Mais les deux femmes se situent également aux extrémités opposées du spectre romantique : Anu est au milieu d’une histoire d’amour passionnée qui est entravée par le fait que Shiaz est musulmane et hindoue. Le couple n’a nulle part où aller pour être seul, ce qui signifie qu’ils passent beaucoup de temps à s’embrasser en public. Dans une séquence révélatrice et plutôt amusante, Anu va acheter une burka pour pouvoir se faufiler dans l’appartement de Shiaz, pour ensuite apprendre que sa famille est rentrée tôt.

Prabha, quant à elle, essaie de rester fidèle à son mari lointain, repoussant les avances d’un médecin clairement amoureux d’elle. À un moment donné, un colis arrive d’Allemagne : il s’agit d’une cocotte minute ultramoderne, envoyée par son conjoint en cadeau. Aussi peu romantique que cela puisse paraître, Prabha erre néanmoins dans la cuisine un soir et enroule ses jambes autour de la machine, dans une tentative déchirante de trouver une certaine intimité.

Tout ce que nous imaginons comme lumière est à peu près aussi loin que possible du style des comédies musicales masala de Bollywood, même s’il y a une scène de danse impromptue courte et mémorable vers la fin. Et pourtant, son histoire de femmes en quête d’amour et de bonheur dans un monde calamiteux rappelle ces films populaires se déroulant à Mumbai, dans lesquels les héroïnes souffrent de nombreux chagrins avant que les choses ne s’arrangent.

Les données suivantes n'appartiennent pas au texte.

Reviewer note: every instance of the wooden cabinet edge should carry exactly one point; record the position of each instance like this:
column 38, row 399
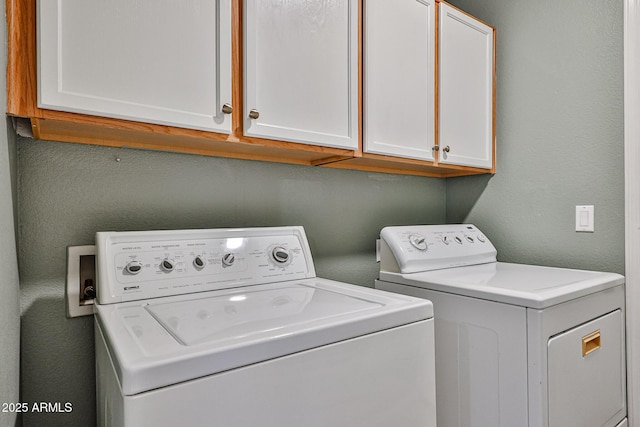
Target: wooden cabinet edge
column 402, row 166
column 21, row 58
column 82, row 129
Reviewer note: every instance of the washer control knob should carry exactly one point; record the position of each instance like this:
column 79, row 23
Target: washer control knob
column 228, row 259
column 167, row 265
column 280, row 255
column 133, row 267
column 419, row 242
column 198, row 262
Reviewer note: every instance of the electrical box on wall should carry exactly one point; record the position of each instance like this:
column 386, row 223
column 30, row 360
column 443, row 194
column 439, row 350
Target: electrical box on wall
column 81, row 280
column 585, row 218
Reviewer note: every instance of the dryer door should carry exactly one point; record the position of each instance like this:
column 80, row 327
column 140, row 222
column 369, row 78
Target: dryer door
column 586, row 374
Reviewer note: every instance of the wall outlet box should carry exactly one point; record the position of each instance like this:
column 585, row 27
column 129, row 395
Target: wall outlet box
column 81, row 280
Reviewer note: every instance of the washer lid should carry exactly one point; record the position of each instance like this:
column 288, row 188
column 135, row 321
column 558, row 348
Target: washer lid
column 156, row 343
column 519, row 284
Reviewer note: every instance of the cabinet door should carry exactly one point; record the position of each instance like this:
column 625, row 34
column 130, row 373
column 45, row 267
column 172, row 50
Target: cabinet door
column 301, row 71
column 466, row 78
column 399, row 78
column 155, row 61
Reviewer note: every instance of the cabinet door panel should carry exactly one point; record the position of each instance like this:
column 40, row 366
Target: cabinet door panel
column 465, row 89
column 301, row 71
column 399, row 78
column 156, row 61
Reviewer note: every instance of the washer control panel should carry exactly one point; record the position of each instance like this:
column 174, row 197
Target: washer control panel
column 411, row 249
column 149, row 264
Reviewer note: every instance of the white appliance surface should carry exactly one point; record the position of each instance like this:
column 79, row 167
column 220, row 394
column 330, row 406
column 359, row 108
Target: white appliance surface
column 461, row 260
column 520, row 284
column 515, row 344
column 168, row 340
column 192, row 326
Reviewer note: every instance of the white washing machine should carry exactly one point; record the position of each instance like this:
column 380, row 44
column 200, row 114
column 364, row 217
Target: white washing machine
column 231, row 328
column 516, row 345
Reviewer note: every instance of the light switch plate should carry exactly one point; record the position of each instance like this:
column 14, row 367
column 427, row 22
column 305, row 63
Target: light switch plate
column 585, row 218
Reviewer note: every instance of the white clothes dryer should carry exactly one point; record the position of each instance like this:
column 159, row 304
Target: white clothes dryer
column 231, row 328
column 516, row 345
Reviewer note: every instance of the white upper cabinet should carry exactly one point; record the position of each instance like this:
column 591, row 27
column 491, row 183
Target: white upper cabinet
column 466, row 79
column 301, row 71
column 399, row 78
column 156, row 61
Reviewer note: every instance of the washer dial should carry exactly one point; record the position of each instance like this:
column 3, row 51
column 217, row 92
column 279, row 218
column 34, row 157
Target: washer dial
column 133, row 267
column 280, row 255
column 418, row 241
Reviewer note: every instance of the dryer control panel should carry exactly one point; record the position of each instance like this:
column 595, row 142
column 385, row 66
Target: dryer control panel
column 411, row 249
column 147, row 264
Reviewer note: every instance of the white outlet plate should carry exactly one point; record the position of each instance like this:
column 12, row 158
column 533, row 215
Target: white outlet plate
column 585, row 220
column 75, row 306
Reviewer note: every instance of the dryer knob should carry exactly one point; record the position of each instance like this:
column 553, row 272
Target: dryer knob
column 228, row 259
column 167, row 265
column 198, row 262
column 133, row 267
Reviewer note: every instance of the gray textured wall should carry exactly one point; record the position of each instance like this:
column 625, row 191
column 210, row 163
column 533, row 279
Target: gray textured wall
column 559, row 134
column 9, row 286
column 68, row 192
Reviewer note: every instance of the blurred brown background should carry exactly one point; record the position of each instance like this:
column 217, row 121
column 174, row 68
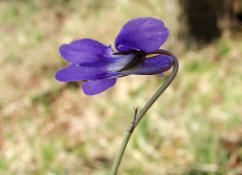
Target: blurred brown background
column 51, row 128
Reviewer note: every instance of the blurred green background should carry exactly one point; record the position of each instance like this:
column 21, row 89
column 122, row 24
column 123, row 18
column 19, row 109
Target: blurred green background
column 51, row 128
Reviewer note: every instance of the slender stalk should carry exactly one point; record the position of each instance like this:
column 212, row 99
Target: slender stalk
column 147, row 106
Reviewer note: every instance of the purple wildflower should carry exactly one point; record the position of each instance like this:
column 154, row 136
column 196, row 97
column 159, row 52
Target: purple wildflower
column 100, row 65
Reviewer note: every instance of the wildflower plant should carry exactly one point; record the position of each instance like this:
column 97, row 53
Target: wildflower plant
column 137, row 52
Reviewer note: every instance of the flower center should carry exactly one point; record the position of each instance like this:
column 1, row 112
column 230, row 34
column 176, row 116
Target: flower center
column 138, row 59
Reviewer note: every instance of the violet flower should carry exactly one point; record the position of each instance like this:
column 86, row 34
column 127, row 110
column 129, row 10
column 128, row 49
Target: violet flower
column 100, row 65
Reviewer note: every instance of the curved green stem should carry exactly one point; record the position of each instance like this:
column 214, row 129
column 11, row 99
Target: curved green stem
column 147, row 106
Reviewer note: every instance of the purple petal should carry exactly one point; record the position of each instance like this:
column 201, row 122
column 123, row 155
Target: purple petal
column 145, row 33
column 83, row 50
column 98, row 86
column 161, row 75
column 75, row 72
column 151, row 66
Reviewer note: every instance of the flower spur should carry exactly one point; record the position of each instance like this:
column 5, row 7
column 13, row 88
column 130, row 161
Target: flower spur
column 100, row 65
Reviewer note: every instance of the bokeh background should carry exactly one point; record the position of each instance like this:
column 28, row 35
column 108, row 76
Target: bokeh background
column 51, row 128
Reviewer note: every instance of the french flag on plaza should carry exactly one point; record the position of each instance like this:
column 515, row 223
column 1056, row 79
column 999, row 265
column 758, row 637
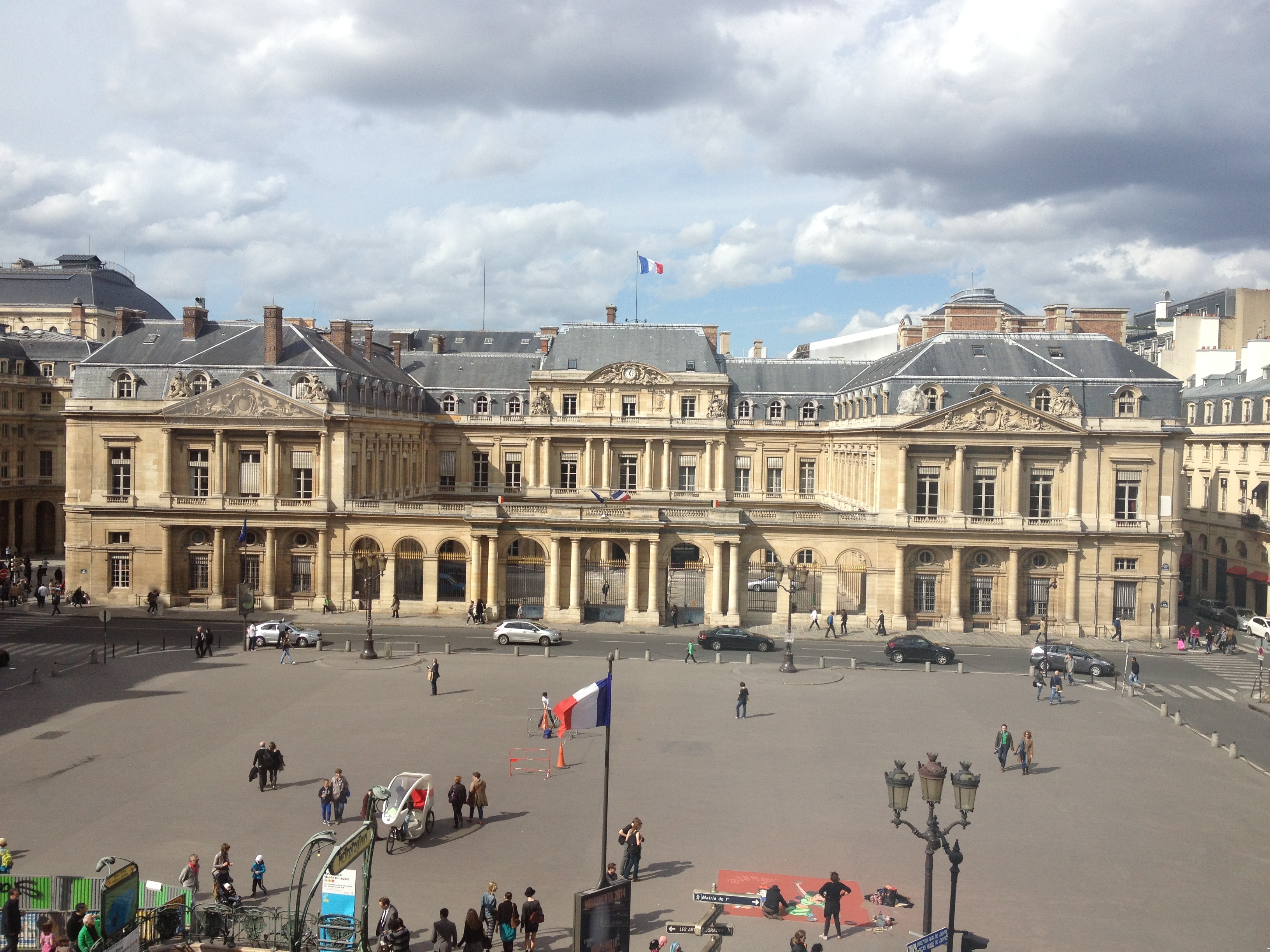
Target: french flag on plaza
column 588, row 707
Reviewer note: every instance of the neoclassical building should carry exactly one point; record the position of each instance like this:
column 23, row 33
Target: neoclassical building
column 614, row 470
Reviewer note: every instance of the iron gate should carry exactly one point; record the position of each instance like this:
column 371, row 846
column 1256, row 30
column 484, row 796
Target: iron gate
column 526, row 586
column 605, row 591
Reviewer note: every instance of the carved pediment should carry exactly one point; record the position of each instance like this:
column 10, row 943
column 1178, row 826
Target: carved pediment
column 992, row 414
column 633, row 374
column 243, row 399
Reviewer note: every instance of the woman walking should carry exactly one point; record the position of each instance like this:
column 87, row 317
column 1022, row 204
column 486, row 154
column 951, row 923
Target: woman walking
column 477, row 800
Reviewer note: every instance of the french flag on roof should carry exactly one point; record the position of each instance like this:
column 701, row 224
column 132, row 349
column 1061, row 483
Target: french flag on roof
column 588, row 707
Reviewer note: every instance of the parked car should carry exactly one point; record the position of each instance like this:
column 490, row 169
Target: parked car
column 525, row 633
column 1084, row 662
column 271, row 633
column 728, row 638
column 915, row 648
column 1209, row 609
column 1236, row 619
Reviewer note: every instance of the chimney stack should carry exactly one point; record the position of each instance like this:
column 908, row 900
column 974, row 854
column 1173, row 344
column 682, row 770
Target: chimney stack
column 342, row 337
column 272, row 336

Cela se produit, dans un sens, au cours du troisième acte du film, lorsque Prabha et Anu accompagnent une collègue plus âgée, Parvaty (Chhaya Kadam), lors de son voyage de retour vers le village balnéaire où elle a grandi – et où elle a été forcée de déménager après sa vie. est devenu inabordable, même pour une femme comme elle qui a un emploi stable.

Le passage de la ville à la campagne permet aux trois amis de respirer à nouveau librement : ils boivent, dansent et se confient d’une manière qu’ils n’auraient jamais pu faire à Mumbai. Prabha et Anu parviennent également à découvrir des choses sur eux-mêmes et sur leur vie amoureuse – que ce soit Prabha qui accepte son mariage ou Anu qui consomme sa passion pour Shiaz. Cette dernière séquence est d’une sensualité choquante et semble briser quelques tabous, montrant une femme hindoue et un musulman faisant l’amour à une époque où le premier ministre indien semble tout faire pour attiser les tensions entre les deux religions.

Kapadia et DP Ranabir Das capturent ces séquences finales avec le même aspect élégamment granuleux qu’ils appliquent au reste du film, bien que quelque chose de spirituel et légèrement fantasmagorique s’insinue dans le récit à la fin. C’est comme si fuir la ville avait permis aux femmes d’atteindre un état d’être supérieur : la « lumière » décrite dans le titre poétique du film se transforme des néons durs des rues de Mumbai la nuit à la lumière calme du soleil couchant, où les amis peut enfin trouver un peu de paix.